“Temos de distinguir o tráfico do consumo, temos de proteger o consumidor, que é um doente, e distingui-lo do traficante. E temos de ter um combate mais incisivo contra o tráfico”, afirmou Nelson Carvalho.
O diretor da UCAD falava na comissão de Saúde da Assembleia da República, em Lisboa, a requerimento do PSD, a propósito da situação da Madeira em matéria de drogas em 2021, referida no relatório anual do Serviço de Intervenção nos Comportamentos Aditivos e nas Dependências (SICAD).
Nelson Carvalho salientou que é necessário que a Assembleia da República altere a lei de combate à droga 15/93, apontando que a portaria “que estabelece as quantidades para distinguir o tráfico e o consumo não é alterada há 27 anos”.
“Ou seja, se eu for apanhado com 0,1 grama de cocaína sou considerado consumidor, se eu for apanhado com 0,1 grama de mefedrona, que já está criminalizada, sou traficante. Isto não faz qualquer sentido”, defendeu.
O responsável frisou, por outro lado, que a instalação do Laboratório da Polícia Científica na Madeira “é fundamental”, recordando que existem “processos que esperam meses pelos resultados das substâncias”.
“A ida para a Madeira é muito boa porque em dias ou até horas vamos conseguir identificar as substâncias”, apontou.
“Com o laboratório, e se a Assembleia da República proceder à alteração da Lei 15/93, em que se distinga o tráfico do consumo, aí vai ser muito mais fácil para a polícia e para os tribunais combater o tráfico e proteger o consumidor”, reforçou Nelson Carvalho.
O diretor da UCAD referiu ainda que as amostras dos doentes que vão ao serviço de urgência do Hospital Dr.
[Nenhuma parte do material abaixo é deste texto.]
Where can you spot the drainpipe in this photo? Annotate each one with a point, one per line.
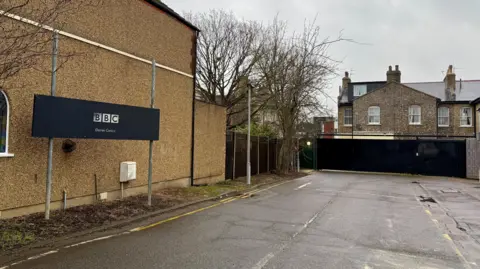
(438, 106)
(192, 152)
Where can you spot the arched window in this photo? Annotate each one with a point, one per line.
(4, 110)
(374, 115)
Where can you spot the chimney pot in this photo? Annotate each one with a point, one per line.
(450, 84)
(394, 75)
(345, 81)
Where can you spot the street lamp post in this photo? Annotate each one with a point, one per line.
(249, 172)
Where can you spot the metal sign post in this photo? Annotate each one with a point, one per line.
(150, 150)
(48, 195)
(248, 138)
Nélio Mendonça, no Funchal, na sequência do consumo destas drogas, vão ser enviadas para a Polícia Judiciária.
Assim, será possível identificar as substâncias, desenvolver as estratégias terapêuticas adequadas, assim como encaminhar para o mecanismo de alerta rápido e consequentemente criminalizadas mais rapidamente, explicou.
Nelson Carvalho adiantou também que a Madeira está a trabalhar numa comunidade terapêutica com o objetivo de tratar os doentes.
De acordo com o responsável, a Casa de Saúde São João de Deus, no Funchal, registou 1.807 internamentos devido ao consumo de drogas, 60% dos quais compulsivos, e “atualmente pelo menos uma pessoa por dia vai ao serviço de urgência do Hospital Dr. Nélio Mendonça por causa destas substâncias psicoativas”.
Nos primeiros anos, acrescentou, “cinco dias bastavam para tratar estes doentes”, enquanto “hoje em dia já são precisos 20 dias” porque são “drogas altamente potentes e altamente aditivas”.
Nelson Carvalho referiu ainda que, em 2021, “três pessoas foram internadas mais de 15 vezes na Casa de Saúde de São João de Deus”.
Sobre o decreto legislativo regional que reforça a penalização das novas drogas psicoativas, o diretor da UCAD disse que ainda não tem dados sobre a eficácia da medida, uma vez que entrou em vigor em março, mas assegurou que “é uma forma dissuasora”.
Em 2012, por iniciativa da Assembleia Legislativa da Madeira, foi aprovada uma lei que previa coimas para a comercialização das designadas novas drogas, que não eram criminalizadas.
Entretanto, em 01 de fevereiro, o parlamento regional aprovou, por unanimidade, uma proposta da maioria PSD/CDS-PP para reforçar a penalização.
O documento prevê a duplicação das coimas na comercialização destas drogas, que passam a ser entre 1.500 e 7.400 euros para pessoas singulares e vão até 90.000 euros para pessoas coletivas, associadas a punições como o encerramento do estabelecimento e interdição de acesso a diversos apoios e direitos, como a benefícios fiscais, benefícios de crédito, participação em conferências, feiras e mercados nacionais e internacionais, e proibição de candidatura em contratos públicos.
Nelson Carvalho recordou que o problema das novas substâncias psicoativas tem afetado a Madeira desde 2010, referindo que são drogas “extremamente baratas” e de fácil acesso.
O diretor da UCAD considerou que a região “fez o que tinha a fazer do ponto de vista da autonomia” para mitigar o problema, mas ressalvou que as novas drogas “são a prova provada que sem um bom quadro legal é muito difícil”.